- param_grid
list
with candidate parameters defining the grid over which a search is done
- data
a gpb.Dataset
object, used for training. Some functions, such as gpb.cv
,
may allow you to pass other types of data like matrix
and then separately supply
label
as a keyword argument.
- params
list
with other parameters not included in param_grid
- num_try_random
integer
with number of random trial on parameter grid. If NULL, a deterministic search is done
- nrounds
number of boosting iterations (= number of trees). This is the most important tuning parameter for boosting. Default = 100
- gp_model
A GPModel
object that contains the random effects (Gaussian process and / or grouped random effects) model
- use_gp_model_for_validation
Boolean (default = TRUE). If TRUE, the gp_model
(Gaussian process and/or random effects) is also used (in addition to the tree model) for calculating
predictions on the validation data. If FALSE, the gp_model
(random effects part) is ignored
for making predictions and only the tree ensemble is used for making predictions for calculating the validation / test error.
- train_gp_model_cov_pars
Boolean (default = TRUE). If TRUE, the covariance parameters
of the gp_model
(Gaussian process and/or random effects) are estimated in every
boosting iterations, otherwise the gp_model
parameters are not estimated.
In the latter case, you need to either estimate them beforehand or provide the values via
the init_cov_pars
parameter when creating the gp_model
- folds
list
provides a possibility to use a list of pre-defined CV folds
(each element must be a vector of test fold's indices). When folds are supplied,
the nfold
and stratified
parameters are ignored.
- nfold
the original dataset is randomly partitioned into nfold
equal size subsamples.
- label
Vector of labels, used if data
is not an gpb.Dataset
- weight
vector of response values. If not NULL, will set to dataset
- obj
objective function, can be character or custom objective function. Examples include
regression
, regression_l1
, huber
,
binary
, lambdarank
, multiclass
, multiclass
- eval
evaluation function(s). This can be a character vector, function, or list with a mixture of
strings and functions.
a. character vector:
If you provide a character vector to this argument, it should contain strings with valid
evaluation metrics.
See
the "metric" section of the parameter documentation
for a list of valid metrics.
b. function:
You can provide a custom evaluation function. This
should accept the keyword arguments preds
and dtrain
and should return a named
list with three elements:
name
: A string with the name of the metric, used for printing
and storing results.
value
: A single number indicating the value of the metric for the
given predictions and true values
higher_better
: A boolean indicating whether higher values indicate a better fit.
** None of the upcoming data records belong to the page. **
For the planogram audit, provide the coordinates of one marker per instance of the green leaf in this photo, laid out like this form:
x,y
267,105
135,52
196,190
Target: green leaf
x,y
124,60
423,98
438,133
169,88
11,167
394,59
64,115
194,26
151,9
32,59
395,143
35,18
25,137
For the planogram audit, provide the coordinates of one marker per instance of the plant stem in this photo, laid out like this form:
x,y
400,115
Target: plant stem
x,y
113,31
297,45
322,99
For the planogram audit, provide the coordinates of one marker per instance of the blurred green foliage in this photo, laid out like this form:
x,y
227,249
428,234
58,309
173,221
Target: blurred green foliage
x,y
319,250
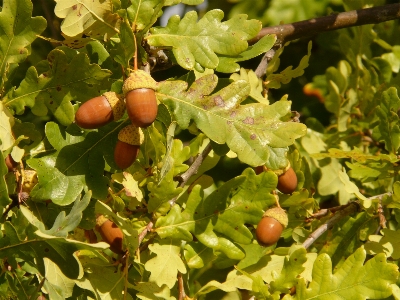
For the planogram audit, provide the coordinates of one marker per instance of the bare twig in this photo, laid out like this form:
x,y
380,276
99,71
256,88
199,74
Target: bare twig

For example, this would be FALSE
for metrics like MAE or RMSE.
c. list:
If a list is given, it should only contain character vectors and functions.
These should follow the requirements from the descriptions above.
- verbose_eval
integer
. Whether to display information on the progress of tuning parameter choice.
If None or 0, verbose is of.
If = 1, summary progress information is displayed for every parameter combination.
If >= 2, detailed progress is displayed at every boosting stage for every parameter combination.
- stratified
a boolean
indicating whether sampling of folds should be stratified
by the values of outcome labels.
- init_model
path of model file of gpb.Booster
object, will continue training from this model
- colnames
feature names, if not null, will use this to overwrite the names in dataset
- categorical_feature
categorical features. This can either be a character vector of feature
names or an integer vector with the indices of the features (e.g.
c(1L, 10L)
to say "the first and tenth columns").
- early_stopping_rounds
int. Activates early stopping. Requires at least one validation data
and one metric. When this parameter is non-null,
training will stop if the evaluation of any metric on any validation set
fails to improve for early_stopping_rounds
consecutive boosting rounds.
If training stops early, the returned model will have attribute best_iter
set to the iteration number of the best iteration.
- callbacks
List of callback functions that are applied at each iteration.
- ...
other parameters, see Parameters.rst for more information.